第1話 夜明けの相談者①
ー”歌舞伎町の相談屋”は、夜更けに姿を現すー
2025年2月 東京・新宿歌舞伎町
──日本一の歓楽街の路地裏に、その小料理屋はある。
時刻は深夜2時を回っても、暖簾の内はまだ賑わいを見せていた。
カウンター席とテーブル4席だけのこぢんまりとした店内を、晶は料理を乗せたお盆を片手に忙しなく動き回っていた。
路地裏といえど、ここは歌舞伎町。ホストやホステスたちの同伴・アフターで連日満席になるのは日常だ。
普段ならとっくに上がっている時間だった。
だが、いつも迎えに来る“心配性の同居人”が今日は珍しく予定ありとのことで、閉店まで働くことになったのだ。
この店で働き始めて、もう五年。
暇つぶしのつもりだったのに、気づけばすっかり「看板娘」になっていた。
──不本意なことに、晶の“特技”についての噂まで広まってしまっている。
「お、晶ちゃん! この時間までいるの珍しー!」
扉を開けて入ってきたのは常連客の一人。
歌舞伎町のホストクラブ「Merlot」の代表・鏑木陣だった。
後輩を引き連れての来店。売れない掃除係だった頃からの付き合いだから、もう三年になる。
「あれ? 今日、いつもの超絶イケメンの彼氏いないじゃん!」
「そうそう、あの顔拝みに来たのに〜!」
ホステスのお姉様たちの声が飛ぶ。
……彼氏ではない。同居人、だ。何度訂正しても誰も信じないから、最近は説明すら諦めた。

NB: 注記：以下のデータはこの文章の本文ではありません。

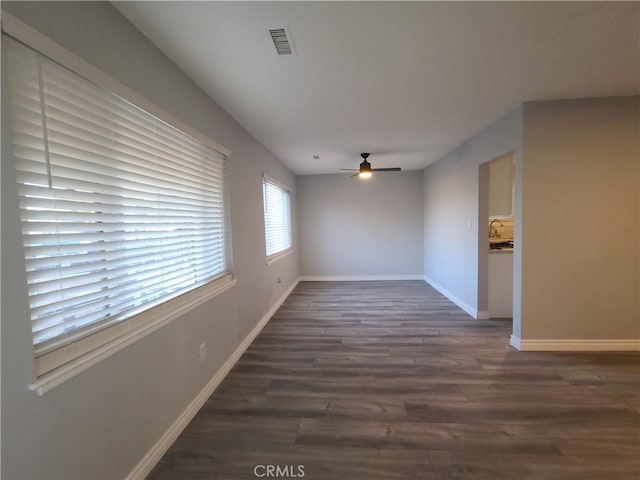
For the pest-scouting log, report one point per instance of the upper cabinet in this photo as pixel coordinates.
(501, 186)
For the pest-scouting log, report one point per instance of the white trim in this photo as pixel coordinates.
(463, 305)
(43, 44)
(271, 259)
(607, 345)
(358, 278)
(173, 309)
(153, 456)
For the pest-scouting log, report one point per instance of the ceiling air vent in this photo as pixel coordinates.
(282, 40)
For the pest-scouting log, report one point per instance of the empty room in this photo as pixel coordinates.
(323, 240)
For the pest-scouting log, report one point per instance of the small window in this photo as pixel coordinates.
(120, 211)
(277, 218)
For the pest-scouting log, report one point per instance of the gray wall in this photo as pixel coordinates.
(580, 219)
(356, 227)
(101, 423)
(456, 207)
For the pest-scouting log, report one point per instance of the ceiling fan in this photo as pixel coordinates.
(365, 168)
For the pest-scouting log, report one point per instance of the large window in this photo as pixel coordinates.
(277, 218)
(120, 211)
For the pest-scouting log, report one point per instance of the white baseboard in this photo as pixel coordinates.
(575, 345)
(463, 305)
(153, 456)
(358, 278)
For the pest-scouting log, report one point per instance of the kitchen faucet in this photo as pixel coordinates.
(493, 231)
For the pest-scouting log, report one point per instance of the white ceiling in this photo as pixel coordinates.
(407, 82)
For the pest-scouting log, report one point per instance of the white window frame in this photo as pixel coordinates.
(277, 255)
(131, 330)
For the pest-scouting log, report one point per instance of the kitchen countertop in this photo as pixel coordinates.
(502, 250)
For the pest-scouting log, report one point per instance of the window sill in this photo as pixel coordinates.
(176, 308)
(278, 256)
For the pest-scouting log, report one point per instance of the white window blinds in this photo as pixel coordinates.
(277, 218)
(120, 211)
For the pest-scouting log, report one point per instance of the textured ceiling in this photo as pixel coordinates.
(407, 82)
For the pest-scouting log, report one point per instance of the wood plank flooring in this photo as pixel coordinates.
(390, 380)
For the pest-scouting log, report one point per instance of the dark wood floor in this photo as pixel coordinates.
(389, 380)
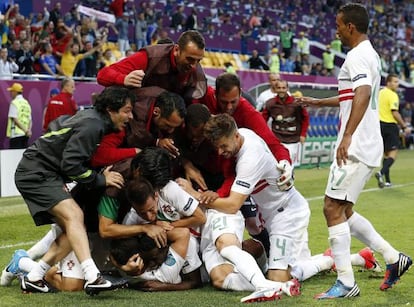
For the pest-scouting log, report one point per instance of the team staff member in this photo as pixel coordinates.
(226, 98)
(19, 124)
(59, 157)
(390, 118)
(290, 120)
(174, 67)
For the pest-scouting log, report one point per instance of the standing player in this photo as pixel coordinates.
(358, 151)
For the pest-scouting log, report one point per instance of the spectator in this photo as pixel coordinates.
(191, 21)
(286, 40)
(269, 93)
(55, 13)
(49, 63)
(390, 118)
(289, 120)
(7, 65)
(140, 29)
(26, 59)
(303, 45)
(19, 125)
(255, 61)
(178, 18)
(118, 7)
(72, 56)
(61, 104)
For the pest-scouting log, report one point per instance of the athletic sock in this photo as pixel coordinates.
(27, 264)
(340, 241)
(357, 260)
(38, 272)
(41, 247)
(90, 270)
(363, 230)
(237, 282)
(386, 165)
(263, 237)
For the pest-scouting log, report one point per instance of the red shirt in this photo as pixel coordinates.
(247, 117)
(289, 100)
(115, 74)
(61, 104)
(109, 150)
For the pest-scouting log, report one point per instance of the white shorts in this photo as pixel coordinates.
(295, 150)
(288, 234)
(347, 182)
(218, 223)
(192, 259)
(168, 272)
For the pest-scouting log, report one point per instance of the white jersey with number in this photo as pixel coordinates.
(362, 66)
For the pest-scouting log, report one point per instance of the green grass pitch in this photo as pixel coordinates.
(390, 210)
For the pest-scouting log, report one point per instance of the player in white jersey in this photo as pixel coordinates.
(184, 212)
(358, 151)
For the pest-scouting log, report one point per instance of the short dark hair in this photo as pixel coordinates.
(390, 77)
(227, 81)
(218, 126)
(191, 36)
(197, 114)
(168, 102)
(356, 14)
(154, 164)
(113, 98)
(122, 249)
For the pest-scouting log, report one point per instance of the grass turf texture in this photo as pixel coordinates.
(390, 210)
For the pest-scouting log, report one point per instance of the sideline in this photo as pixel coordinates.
(22, 206)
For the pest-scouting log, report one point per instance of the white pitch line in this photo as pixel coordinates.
(308, 199)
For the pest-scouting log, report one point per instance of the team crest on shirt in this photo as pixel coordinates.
(243, 184)
(188, 205)
(170, 261)
(70, 264)
(360, 76)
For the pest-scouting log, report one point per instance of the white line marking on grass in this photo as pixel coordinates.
(17, 244)
(308, 199)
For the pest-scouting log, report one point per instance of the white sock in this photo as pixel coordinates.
(357, 260)
(27, 264)
(247, 266)
(38, 272)
(263, 262)
(89, 270)
(41, 247)
(303, 270)
(237, 282)
(340, 241)
(363, 230)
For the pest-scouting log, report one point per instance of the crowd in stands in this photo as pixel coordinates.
(278, 31)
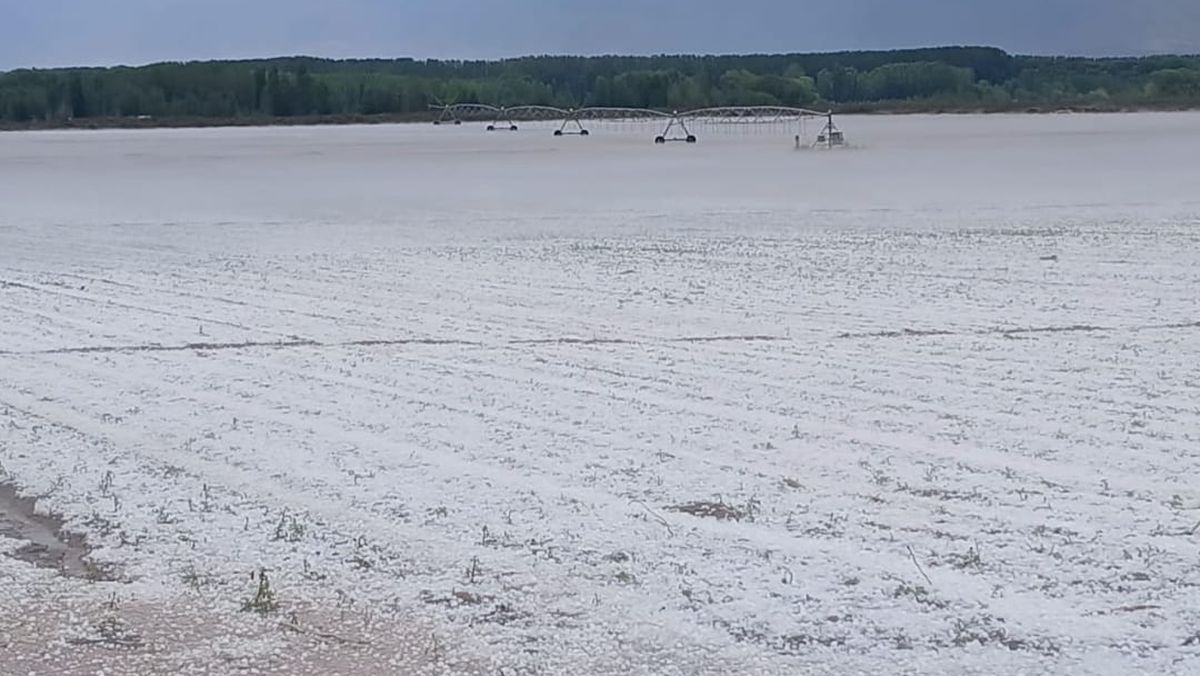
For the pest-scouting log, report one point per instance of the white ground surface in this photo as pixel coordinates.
(448, 387)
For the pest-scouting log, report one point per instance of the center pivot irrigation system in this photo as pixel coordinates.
(677, 124)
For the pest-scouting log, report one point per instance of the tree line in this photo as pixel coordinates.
(936, 78)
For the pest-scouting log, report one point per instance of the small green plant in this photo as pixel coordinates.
(264, 598)
(288, 528)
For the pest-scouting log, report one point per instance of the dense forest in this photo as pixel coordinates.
(954, 78)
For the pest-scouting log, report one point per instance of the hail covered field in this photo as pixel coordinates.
(514, 404)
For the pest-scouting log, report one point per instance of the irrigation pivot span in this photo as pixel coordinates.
(574, 120)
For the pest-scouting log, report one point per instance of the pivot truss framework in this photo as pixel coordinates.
(677, 125)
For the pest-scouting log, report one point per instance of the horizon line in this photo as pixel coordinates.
(1147, 54)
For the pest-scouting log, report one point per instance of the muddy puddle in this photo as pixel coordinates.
(48, 544)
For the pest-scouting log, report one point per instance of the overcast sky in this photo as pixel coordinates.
(59, 33)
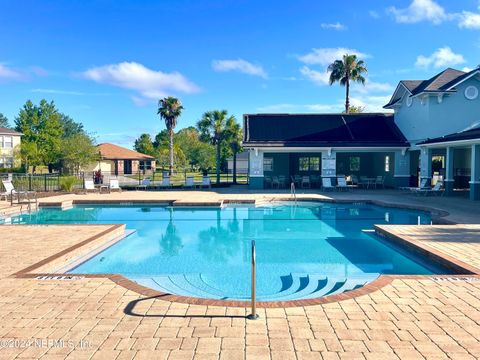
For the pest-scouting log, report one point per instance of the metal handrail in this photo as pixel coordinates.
(254, 315)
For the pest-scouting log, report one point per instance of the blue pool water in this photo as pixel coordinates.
(304, 251)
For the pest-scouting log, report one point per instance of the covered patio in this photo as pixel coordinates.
(365, 149)
(458, 161)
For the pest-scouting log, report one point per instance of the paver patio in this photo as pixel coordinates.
(410, 318)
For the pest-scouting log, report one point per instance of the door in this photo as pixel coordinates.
(127, 167)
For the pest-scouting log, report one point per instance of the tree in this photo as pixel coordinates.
(234, 136)
(144, 145)
(78, 151)
(170, 109)
(346, 70)
(212, 129)
(352, 109)
(4, 121)
(41, 125)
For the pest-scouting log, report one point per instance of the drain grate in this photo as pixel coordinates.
(455, 278)
(59, 277)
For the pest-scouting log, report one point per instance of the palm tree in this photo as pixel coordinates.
(170, 109)
(212, 127)
(234, 136)
(346, 70)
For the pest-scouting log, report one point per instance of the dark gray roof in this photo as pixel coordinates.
(8, 131)
(322, 130)
(471, 134)
(438, 83)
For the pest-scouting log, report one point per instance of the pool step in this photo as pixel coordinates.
(294, 286)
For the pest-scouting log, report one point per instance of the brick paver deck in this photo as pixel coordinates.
(410, 318)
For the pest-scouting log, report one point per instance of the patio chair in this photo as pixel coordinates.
(342, 183)
(114, 185)
(189, 182)
(436, 190)
(88, 185)
(306, 182)
(206, 182)
(327, 184)
(380, 181)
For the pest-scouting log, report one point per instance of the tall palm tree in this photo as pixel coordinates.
(212, 127)
(346, 70)
(170, 109)
(234, 136)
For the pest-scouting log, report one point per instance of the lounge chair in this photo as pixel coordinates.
(306, 182)
(342, 183)
(436, 190)
(206, 182)
(88, 185)
(327, 184)
(189, 182)
(114, 185)
(165, 183)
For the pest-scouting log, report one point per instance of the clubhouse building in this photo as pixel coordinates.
(433, 135)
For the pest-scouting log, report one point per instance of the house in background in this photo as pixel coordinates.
(242, 163)
(117, 160)
(9, 139)
(433, 135)
(440, 117)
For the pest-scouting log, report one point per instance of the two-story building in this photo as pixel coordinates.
(433, 134)
(9, 139)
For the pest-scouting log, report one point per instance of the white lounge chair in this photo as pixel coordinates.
(89, 186)
(189, 182)
(327, 184)
(114, 185)
(342, 183)
(436, 190)
(206, 182)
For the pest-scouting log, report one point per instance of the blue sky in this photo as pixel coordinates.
(106, 63)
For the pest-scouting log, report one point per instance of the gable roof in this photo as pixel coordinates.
(472, 134)
(442, 82)
(7, 131)
(115, 152)
(322, 130)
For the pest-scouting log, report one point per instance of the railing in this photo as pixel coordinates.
(253, 315)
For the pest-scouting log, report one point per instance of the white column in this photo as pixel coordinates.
(426, 165)
(402, 168)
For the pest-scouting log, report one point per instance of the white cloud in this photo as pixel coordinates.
(8, 73)
(239, 65)
(442, 57)
(469, 20)
(150, 84)
(335, 26)
(325, 56)
(317, 77)
(419, 10)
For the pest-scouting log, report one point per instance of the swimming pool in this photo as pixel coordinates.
(303, 251)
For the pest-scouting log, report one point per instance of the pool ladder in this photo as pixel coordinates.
(253, 315)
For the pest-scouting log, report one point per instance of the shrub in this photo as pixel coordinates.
(67, 183)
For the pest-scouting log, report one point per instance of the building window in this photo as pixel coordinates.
(145, 165)
(355, 163)
(387, 163)
(309, 164)
(267, 164)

晶の住まいは、この店から徒歩10分の場所にある廃ビルを改装したものだ。
迎えなど必要ない距離だが、律儀な同居人は毎日迎えに来る。
そのせいで店の名物になっているのだから、いい迷惑だ。
目立つのは好きじゃないが、拒否すると面倒になることは学生時代からよく知っている。
(はぁ……思い出すだけで疲れる)
ため息をひとつ吐き、接客に戻る。
カウンターでは、常連客が笑いながらお酒を開けている。
そんななか、ホステスの美希が少し困ったような顔で声をかけてきた。
「晶ちゃん、ちょっといい? 後輩の女の子が今こっちに来てるんだけど……相談に乗ってもらえないかな?」
「相談、ですか?」
「うん。あの子、ちょっとトラブル抱えてるみたいで。……お願い」
申し訳なさそうな笑顔。
晶は心の中で「またか」と思いつつも、断れなかった。
この店では、晶が「相談を聞いてくれる」という事でちょっとした有名人になっている。
“彼女に頼めば、何かしら解決してくれる”――歌舞伎町でそんな噂が流れているのだ。
不本意ではあるが、困っている人を突き放すこともできない。美希もまた、かつて晶に助けられた一人だった。
時計を見れば午前3時。閉店までまだ2時間ある。
「わかりました」と答え、洗い物を済ませ、迎え入れの準備を始める。
──こうして、歌舞伎町の片隅で。
晶は、また一つ厄介な謎を抱え込むことになる。